Following the Swift Current Curling Club’s annual general meeting at the Elmwood Golf Course May 9, the club’s executive decided it wouldn’t submit a bid to host the 2013 Canadian Olympic pre-trial event.
“We were intending to bid,” said Clayton Wicks, the club’s vice-president. “The amount of time we had to try to prepare the bid, the amount of changes the bid has compared to the Women's Worlds — we were like bidding on two completely separate entities — and right now our curling membership is down and our revenues are down (are why we decided not to submit a bid).
“We just feel we have to start marketing the club and we didn't feel we had enough knowledge or resources of that event to try to put it on.”

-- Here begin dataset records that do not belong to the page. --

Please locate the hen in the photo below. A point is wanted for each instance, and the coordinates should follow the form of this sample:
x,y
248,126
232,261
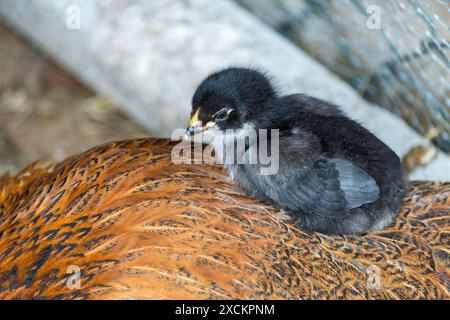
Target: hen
x,y
138,226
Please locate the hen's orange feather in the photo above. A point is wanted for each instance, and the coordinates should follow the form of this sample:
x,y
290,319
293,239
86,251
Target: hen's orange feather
x,y
140,227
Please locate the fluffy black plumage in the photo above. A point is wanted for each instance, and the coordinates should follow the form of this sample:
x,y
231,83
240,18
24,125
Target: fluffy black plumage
x,y
334,175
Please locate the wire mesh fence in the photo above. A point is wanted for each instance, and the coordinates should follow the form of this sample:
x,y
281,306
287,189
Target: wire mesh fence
x,y
396,53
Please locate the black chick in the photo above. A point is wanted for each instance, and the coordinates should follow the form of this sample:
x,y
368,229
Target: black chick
x,y
334,176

The Canadian Curling Association (CCA) approached the Swift Current Curling Club in March about submitting a bid to host the Road to the Roar. The event features 12 men’s and 12 women’s teams battling for the final two spots in the Canadian Olympic qualifying event, the Roar of the Rings.
In order to host this event, however, the CCA required a $375,000 commitment from the curling club, the municipal government and the provincial government. The curling club would be on tap for $75,000 of that, meaning it would need $150,000 from both the City and provincial government.
Wicks, who hadn’t negotiated with either government, wasn’t convinced the club would get that much money from either body and he felt he didn't have time to negotiate as the deadline to bid for the event is May 13.
Members of the curling club who attended the AGM also raised concerns that the club would need to raise at least $250,000 from grants and sponsorships just to have a chance to break even from the Road to the Roar. Members believed that would be difficult to attain as the curling club would not have CCA representatives to help it raise the money like it did during the women’s world championships in 2010.
The Swift Current Curling Club would also be responsible for ticket sales and the box office.
Other members were concerned with how the Road to the Roar, which will be held Nov. 6-10, 2013, would upset the minor hockey teams as well as the curling club’s leagues who wanted to use the respective ice surfaces.
Some members were also concerned the event wouldn’t draw as many people who weren’t’ interested in curling as the women’s worlds did.
Since there weren’t enough members at the meeting to reach the club’s quorum of 25, the executive was forced to decide whether to bid for the event.
Although 97 per cent of people who responded to the curling club’s survey were in support of the organization hosting the Olympic pre-trial event, Wicks and the executive decided to listen to the club’s members who attended the AGM.
“Without question I was disappointed in our turnout,” said Wicks. “If there was interest in our club to host something like that we would have had more people here.
“I just don't think our members were interested enough in it and those who were interested enough to be here were concerned, and we have a responsibility to our members.”